Unlike many Division-II schools, where the rosters are dominated by local players, Franklin Pierce University in Rindge, N.H., has taken a less-frequented recruiting path: adding European players. Internationals have shaped the team’s identity, turning the Ravens into Northeast-10 Conference champions after placing 15th in the preseason poll.

This year’s Ravens (11-4, 8-3) have four Europeans, including Papapetrou, a junior transfer from Ranger College in Ranger, Texas, and fellow Greek AdrianosVourliotakis Perdikaris.

“I think that the international route is a good one for us because they come in, most often they’re very good students, and they appreciate the opportunity to play in the States,” Franklin Pierce head coach David Chadbourne said. “… I feel very fortunate to have the internationals that we have. This specific group has really impacted the program in such a positive way.”

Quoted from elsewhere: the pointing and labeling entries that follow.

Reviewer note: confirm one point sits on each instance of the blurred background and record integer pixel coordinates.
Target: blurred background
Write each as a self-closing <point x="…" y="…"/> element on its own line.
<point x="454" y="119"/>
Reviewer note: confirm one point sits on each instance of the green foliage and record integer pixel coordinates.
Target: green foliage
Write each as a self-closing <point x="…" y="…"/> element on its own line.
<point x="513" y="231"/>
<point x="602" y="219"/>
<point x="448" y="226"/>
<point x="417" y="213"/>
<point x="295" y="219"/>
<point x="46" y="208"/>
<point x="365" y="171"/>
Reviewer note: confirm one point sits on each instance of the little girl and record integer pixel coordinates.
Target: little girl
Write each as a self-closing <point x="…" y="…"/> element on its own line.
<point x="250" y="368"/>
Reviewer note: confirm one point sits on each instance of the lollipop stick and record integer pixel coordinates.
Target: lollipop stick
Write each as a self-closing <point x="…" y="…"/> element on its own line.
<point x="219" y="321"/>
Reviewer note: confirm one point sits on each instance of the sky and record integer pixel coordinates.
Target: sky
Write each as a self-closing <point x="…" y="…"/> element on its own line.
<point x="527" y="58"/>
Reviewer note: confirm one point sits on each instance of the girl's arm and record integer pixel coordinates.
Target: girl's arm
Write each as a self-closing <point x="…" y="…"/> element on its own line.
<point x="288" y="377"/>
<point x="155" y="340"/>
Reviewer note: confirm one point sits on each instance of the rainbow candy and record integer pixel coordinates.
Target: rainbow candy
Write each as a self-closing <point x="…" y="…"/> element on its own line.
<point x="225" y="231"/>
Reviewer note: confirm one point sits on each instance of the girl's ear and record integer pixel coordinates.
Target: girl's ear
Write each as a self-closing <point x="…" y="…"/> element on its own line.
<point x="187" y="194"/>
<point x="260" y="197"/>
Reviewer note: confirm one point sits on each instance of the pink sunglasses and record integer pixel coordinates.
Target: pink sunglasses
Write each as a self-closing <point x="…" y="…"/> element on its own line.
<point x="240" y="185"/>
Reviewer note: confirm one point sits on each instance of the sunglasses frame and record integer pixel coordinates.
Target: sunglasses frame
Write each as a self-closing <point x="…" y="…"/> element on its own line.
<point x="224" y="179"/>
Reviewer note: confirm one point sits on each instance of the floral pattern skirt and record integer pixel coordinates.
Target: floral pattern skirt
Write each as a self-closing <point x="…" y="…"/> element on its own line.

Chadbourne said it’s the Greek duo, especially as willing passers, that’s shaped the team’s mindset to share the ball and shoot often from the perimeter. Vourliotakis is the team’s center but isn’t afraid to dribble or step back to take an 18-footer.

“Because of the players that we’ve brought in and the internationals that we have, we’re playing to suit them more than them to suit us,” Chadbourne said. “And it’s fit with us really well.”

Papapetrou and Vourliotakis have anchored the starting unit and filled the box scores: Vourliotakis is fourth in points, second in rebounds and third in assists, while Papapetrou is sixth in scoring, third in rebounding and first in assists.

Their on-court chemistry and off-court friendship began seven years ago in Greece when both were called to practice with the Greek youth national team, and grew when they were teammates on the club team Greek One. They came to the United States four years ago, both attending prep school at Maine Central Institute.

When choosing colleges, Papapetrou went to Ranger, where last year he helped guide the program to its first conference title in 43 years. Vourliotakis went straight to Franklin Pierce.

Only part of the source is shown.